Although Hamnet Thyssen hadn't thought of it like that, he found himself nodding, too. "Yes, I'd have to say it is."

"Let's turn around and take another road," Trasamund said. "Otherwise, we'll be here till they steal the wheels off that poor fool's wagon and the tail off his horse."

"I can get us to the north gate on side streets, I think," Hamnet said. "We'll have to do some zigzagging, but we would anyway." A boulevard that ran straight north would have given the Breath of God a running start. Raumsdalian winters were milder—or at least less regularly frigid—than the ones the Three Tusk clan knew, but people still had to do all they could to fight the cold.

Hamnet would have embarrassed himself if he’d got lost in the maze of lanes and alleys that sprouted from the main road. He knew more than a little relief when he got back onto it. With luck, neither of the Bizogots with him noticed.

If it was snowing here, what was it like up by the Glacier'! Do I really want to know? he wondered. He shrugged. Ulric Skakki had gone that way, and gone by himself, without the Bizogots' knowing. What he can do, I can do, by God. Hamnet Thyssen muttered under his breath. He still wished Ulric were coming along.

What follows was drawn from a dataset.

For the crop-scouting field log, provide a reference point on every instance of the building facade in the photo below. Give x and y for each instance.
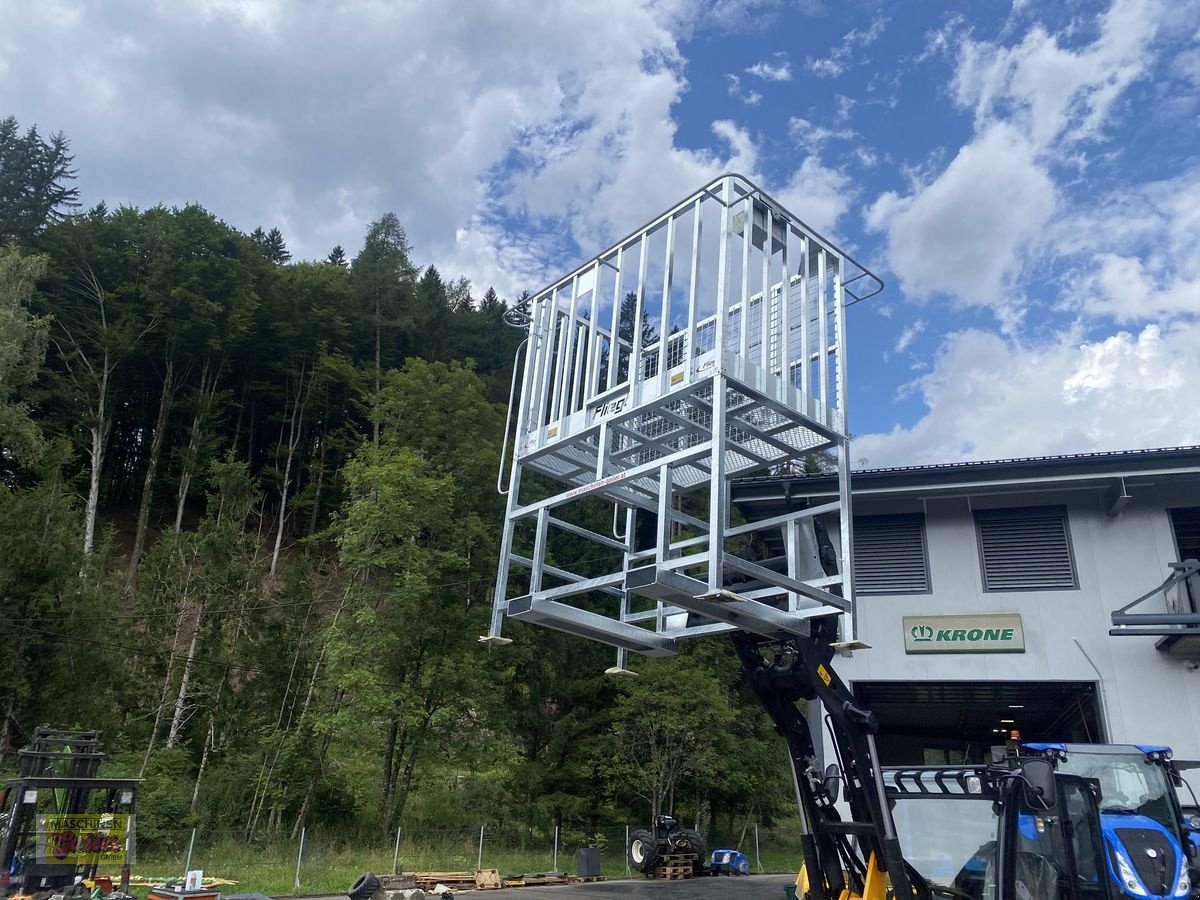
(987, 592)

The adventurer was a good man to have beside you when you ran into trouble—or when it ran into you.

He pointed. "There's the gate."

"So it is." Trasamund nodded in satisfaction. "On the way home at last. Even getting out of Nidaros, getting into the countryside here, will feel like an escape. It's not the plains, but I won't feel closed in all the time, either, the way I do now."